Gabriel semble tendu à se rompre mais finit par se rendre à l'évidence : je ne cèderai pas un pouce de terrain. Il s'éloigne un peu de la table, comme s'il craignait de la briser d'une simple pichenette. L'inconnu s'écarte de mon ami pour se ranger à mes côtés les bras croisés. Gaby prend une grande inspiration et je crois discerner des filaments lumineux courir le long de son corps. La lumière gagne encore en intensité si bien qu'il me devient difficile de regarder.

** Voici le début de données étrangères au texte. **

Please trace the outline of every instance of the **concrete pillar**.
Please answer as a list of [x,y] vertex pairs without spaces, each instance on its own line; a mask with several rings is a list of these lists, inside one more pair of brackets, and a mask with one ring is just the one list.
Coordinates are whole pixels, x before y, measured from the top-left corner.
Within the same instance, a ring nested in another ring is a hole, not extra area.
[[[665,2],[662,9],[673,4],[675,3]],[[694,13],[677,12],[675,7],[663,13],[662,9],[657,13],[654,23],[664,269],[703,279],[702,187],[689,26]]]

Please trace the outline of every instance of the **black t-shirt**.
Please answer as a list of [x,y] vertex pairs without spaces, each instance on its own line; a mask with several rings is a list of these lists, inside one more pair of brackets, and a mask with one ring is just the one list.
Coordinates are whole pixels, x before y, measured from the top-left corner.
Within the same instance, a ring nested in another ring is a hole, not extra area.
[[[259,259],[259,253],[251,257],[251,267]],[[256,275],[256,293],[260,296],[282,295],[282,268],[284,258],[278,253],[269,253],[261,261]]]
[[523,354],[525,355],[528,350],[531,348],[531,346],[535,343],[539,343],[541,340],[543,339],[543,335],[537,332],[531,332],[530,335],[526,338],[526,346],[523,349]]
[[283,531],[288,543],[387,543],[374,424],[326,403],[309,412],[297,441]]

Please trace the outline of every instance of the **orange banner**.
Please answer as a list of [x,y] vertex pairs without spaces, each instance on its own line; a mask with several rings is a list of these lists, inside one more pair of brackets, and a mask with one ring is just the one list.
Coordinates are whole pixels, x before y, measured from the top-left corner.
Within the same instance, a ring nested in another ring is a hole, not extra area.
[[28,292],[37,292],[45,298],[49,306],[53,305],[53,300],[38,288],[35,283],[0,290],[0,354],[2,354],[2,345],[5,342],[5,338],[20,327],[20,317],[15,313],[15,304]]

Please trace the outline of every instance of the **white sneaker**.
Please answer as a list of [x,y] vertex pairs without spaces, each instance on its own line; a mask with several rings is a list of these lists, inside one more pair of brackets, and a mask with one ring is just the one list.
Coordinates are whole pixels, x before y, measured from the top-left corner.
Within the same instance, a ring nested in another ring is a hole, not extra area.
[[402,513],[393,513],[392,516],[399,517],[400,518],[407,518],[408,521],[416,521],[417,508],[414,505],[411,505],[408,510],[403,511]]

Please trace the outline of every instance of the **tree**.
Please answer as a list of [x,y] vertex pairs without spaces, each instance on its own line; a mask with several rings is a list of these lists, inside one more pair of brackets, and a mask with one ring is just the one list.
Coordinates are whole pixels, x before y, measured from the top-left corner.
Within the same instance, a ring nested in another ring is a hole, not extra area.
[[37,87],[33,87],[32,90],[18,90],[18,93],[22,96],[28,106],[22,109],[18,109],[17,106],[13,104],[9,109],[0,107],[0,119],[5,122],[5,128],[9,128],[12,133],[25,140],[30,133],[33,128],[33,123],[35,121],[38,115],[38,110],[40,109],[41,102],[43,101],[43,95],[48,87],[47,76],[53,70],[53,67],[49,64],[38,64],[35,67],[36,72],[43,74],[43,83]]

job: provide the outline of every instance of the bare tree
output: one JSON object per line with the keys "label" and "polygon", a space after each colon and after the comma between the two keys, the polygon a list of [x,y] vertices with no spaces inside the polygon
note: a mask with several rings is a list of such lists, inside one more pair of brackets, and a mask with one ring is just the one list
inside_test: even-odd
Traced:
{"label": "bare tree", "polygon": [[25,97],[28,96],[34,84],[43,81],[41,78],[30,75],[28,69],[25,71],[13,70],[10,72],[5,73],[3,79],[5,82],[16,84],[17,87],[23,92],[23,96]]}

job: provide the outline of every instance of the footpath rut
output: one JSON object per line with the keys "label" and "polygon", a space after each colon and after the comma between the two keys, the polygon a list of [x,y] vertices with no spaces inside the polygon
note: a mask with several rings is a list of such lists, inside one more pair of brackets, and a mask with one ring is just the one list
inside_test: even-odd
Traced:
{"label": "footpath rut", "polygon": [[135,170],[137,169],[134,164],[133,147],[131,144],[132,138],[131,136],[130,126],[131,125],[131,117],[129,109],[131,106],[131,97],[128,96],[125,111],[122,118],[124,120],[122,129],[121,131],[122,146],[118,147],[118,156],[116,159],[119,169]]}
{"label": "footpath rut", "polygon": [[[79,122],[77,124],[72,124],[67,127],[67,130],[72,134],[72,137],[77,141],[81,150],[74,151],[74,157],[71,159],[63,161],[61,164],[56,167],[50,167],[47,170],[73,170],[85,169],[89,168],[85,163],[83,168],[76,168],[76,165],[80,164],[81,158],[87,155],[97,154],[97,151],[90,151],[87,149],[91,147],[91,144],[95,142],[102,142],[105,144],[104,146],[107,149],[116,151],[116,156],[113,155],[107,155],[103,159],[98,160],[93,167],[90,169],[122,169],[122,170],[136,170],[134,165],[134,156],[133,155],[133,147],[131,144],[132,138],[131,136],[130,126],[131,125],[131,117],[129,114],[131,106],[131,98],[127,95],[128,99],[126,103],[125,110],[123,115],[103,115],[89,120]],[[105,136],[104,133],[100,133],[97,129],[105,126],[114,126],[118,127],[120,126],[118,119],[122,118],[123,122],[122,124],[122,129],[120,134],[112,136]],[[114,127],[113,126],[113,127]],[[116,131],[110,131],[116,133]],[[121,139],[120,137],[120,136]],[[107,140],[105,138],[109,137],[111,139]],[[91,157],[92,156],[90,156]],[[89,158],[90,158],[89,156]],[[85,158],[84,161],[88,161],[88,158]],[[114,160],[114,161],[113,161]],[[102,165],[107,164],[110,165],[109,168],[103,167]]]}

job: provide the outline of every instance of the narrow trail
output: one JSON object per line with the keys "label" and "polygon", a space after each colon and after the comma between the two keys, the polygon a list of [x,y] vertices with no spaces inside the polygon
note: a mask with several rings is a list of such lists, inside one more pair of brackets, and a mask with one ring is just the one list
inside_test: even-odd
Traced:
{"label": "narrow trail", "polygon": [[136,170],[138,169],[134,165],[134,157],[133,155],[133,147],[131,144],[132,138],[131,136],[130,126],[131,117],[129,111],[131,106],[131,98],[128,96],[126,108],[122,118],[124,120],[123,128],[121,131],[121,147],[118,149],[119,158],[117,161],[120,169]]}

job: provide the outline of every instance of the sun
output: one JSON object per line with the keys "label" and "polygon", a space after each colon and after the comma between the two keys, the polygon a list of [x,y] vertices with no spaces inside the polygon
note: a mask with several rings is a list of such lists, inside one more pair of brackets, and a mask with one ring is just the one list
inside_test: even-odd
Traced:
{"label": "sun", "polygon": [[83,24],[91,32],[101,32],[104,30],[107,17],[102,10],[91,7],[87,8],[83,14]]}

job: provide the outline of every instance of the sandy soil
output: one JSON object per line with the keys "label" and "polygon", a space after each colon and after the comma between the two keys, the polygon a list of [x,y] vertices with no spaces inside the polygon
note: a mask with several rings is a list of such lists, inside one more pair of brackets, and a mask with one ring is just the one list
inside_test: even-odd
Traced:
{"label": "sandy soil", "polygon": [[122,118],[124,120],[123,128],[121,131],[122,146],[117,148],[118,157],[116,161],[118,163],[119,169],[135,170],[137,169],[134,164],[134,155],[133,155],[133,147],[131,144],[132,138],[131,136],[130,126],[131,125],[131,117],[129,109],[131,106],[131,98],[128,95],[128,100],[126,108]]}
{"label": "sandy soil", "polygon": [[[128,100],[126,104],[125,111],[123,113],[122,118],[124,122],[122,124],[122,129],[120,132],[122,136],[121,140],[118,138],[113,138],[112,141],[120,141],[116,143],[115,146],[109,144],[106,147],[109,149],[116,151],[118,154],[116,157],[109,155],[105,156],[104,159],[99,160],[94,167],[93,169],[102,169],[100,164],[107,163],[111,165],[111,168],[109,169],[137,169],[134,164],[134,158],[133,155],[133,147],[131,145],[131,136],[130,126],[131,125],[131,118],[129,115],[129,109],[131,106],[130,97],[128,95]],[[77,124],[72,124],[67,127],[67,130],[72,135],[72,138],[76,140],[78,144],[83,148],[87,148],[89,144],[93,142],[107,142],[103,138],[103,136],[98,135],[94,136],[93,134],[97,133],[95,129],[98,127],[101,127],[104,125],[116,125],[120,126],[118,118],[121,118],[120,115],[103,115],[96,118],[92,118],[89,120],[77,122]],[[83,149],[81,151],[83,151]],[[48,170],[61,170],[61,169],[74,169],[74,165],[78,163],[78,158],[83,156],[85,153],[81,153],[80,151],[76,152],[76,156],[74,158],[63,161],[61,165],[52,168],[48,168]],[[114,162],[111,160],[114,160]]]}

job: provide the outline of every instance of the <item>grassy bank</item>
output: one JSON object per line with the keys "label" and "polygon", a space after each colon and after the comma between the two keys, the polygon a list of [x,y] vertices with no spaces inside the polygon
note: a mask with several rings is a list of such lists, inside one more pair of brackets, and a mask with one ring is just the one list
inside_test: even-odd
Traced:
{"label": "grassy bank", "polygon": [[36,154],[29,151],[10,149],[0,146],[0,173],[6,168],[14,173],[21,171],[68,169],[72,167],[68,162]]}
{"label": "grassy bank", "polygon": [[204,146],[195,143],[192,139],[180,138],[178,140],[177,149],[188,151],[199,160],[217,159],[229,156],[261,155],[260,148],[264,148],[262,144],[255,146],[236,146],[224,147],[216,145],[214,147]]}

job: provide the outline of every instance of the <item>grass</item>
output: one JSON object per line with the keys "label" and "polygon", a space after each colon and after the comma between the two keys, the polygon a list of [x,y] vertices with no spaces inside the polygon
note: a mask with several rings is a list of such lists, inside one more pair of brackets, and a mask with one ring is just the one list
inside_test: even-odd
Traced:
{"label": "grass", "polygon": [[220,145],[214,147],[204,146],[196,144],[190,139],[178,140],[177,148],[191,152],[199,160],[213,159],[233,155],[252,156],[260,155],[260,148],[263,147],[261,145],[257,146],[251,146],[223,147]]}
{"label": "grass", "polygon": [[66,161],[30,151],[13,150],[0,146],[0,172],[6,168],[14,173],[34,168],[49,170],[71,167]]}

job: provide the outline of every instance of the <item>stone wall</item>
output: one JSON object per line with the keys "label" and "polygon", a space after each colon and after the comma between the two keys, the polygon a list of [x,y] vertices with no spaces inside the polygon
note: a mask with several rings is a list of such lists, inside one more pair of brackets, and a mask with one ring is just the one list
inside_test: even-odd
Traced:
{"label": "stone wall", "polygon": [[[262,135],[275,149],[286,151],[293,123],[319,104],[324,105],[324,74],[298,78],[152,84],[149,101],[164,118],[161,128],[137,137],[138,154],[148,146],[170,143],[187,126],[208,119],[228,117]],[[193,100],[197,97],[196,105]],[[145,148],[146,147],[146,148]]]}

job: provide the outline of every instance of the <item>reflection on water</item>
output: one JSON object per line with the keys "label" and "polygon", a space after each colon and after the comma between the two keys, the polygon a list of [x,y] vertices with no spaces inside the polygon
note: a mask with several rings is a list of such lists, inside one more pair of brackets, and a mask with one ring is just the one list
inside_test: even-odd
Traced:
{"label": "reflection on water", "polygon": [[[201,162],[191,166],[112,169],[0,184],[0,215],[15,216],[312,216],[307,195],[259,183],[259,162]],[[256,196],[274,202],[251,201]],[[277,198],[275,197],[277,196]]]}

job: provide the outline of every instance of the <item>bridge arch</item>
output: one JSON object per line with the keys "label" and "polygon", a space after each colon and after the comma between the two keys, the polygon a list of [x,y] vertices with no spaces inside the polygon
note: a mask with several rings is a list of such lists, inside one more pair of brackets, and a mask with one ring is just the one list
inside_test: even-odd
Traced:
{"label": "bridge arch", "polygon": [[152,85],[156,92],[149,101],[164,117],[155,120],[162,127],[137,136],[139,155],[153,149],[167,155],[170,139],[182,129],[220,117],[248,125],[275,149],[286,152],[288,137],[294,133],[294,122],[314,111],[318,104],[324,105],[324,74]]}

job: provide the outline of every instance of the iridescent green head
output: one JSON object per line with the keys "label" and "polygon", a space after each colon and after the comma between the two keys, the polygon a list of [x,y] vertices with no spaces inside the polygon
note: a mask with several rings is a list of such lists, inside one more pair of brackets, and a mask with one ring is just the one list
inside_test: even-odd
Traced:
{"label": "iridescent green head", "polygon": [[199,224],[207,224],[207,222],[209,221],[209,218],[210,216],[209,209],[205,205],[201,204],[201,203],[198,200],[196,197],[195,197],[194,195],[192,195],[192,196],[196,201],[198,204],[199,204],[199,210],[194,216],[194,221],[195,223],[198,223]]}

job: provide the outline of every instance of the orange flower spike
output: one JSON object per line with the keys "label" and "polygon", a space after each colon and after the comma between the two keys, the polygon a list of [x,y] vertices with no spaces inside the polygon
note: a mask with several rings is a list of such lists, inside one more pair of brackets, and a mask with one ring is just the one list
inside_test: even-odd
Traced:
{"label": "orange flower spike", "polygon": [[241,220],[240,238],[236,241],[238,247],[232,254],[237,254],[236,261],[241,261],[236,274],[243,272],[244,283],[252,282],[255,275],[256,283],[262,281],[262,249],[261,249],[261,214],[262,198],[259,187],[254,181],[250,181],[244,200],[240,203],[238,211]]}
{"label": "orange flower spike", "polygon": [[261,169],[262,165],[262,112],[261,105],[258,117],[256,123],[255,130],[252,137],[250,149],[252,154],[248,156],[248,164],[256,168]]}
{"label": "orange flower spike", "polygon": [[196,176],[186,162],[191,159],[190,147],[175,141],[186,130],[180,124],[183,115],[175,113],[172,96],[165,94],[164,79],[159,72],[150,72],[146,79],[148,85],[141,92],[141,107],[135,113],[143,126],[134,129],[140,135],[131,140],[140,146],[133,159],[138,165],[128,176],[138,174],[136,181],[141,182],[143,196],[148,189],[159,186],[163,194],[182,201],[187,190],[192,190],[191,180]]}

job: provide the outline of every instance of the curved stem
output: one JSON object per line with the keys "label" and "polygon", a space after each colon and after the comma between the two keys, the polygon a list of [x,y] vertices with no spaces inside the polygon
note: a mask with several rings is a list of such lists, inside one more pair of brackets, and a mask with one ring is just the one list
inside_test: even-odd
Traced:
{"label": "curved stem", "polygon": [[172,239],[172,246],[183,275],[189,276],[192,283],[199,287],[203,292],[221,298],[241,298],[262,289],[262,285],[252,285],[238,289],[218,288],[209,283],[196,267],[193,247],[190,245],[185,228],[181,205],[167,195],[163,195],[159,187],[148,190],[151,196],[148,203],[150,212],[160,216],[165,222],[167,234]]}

Mais je veux voir. Je dois voir. Pourtant, alors que la luminosité semble atteindre son paroxysme, une main se plaque devant mes yeux, m'empêchant d'admirer la scène.
Lorsque la lumière baisse enfin, l'étranger enlève sa main de mes yeux. Je lui lance un regard noir qui ne lui fait ni chaud ni froid avant de découvrir l'inimaginable.
Devant moi se tient mon ami de toujours, celui pour lequel je n'ai aucun secret, celui qui a toute ma confiance et mon estime, un compagnon de route fidèle et protecteur, qui se révèle soudain être une toute autre chose. Un inconnu, lui aussi. Vêtu d'une armure scintillante, une longue épée soigneusement rangée dans son fourreau, une cape nacrée claquant derrière lui contre un vent que je ne peux sentir souffler, une pair d'ailes plus blanches que le blanc le plus pur s'ébrouant dans son dos, mon ami est métamorphosé. D'un jeune homme lambda qui affectionne les baskets usées et l'assemblage jean-chemise, Gaby est devenu un ange. Non. Ce n'est plus Gaby. C'est Gabriel. L'archange Gabriel. Face à cette révélation, mon esprit déraille et mon corps défaille. Je tombe inconsciente sur le sol.
VOUS LISEZ
Ex Nihilo -1- Homo homini lupus est [Wattys 2020 - Paranormal]
ParanormalLa Terre se meurt. Les mortels n'y pourront rien. Manipulés ou par les Archanges, ou par les Démons, les mortels ne sont que des marionnettes entre les mains d'immortels. Mais une jeune femme pourrait bien changer la donne... Angélique, une jeune fi...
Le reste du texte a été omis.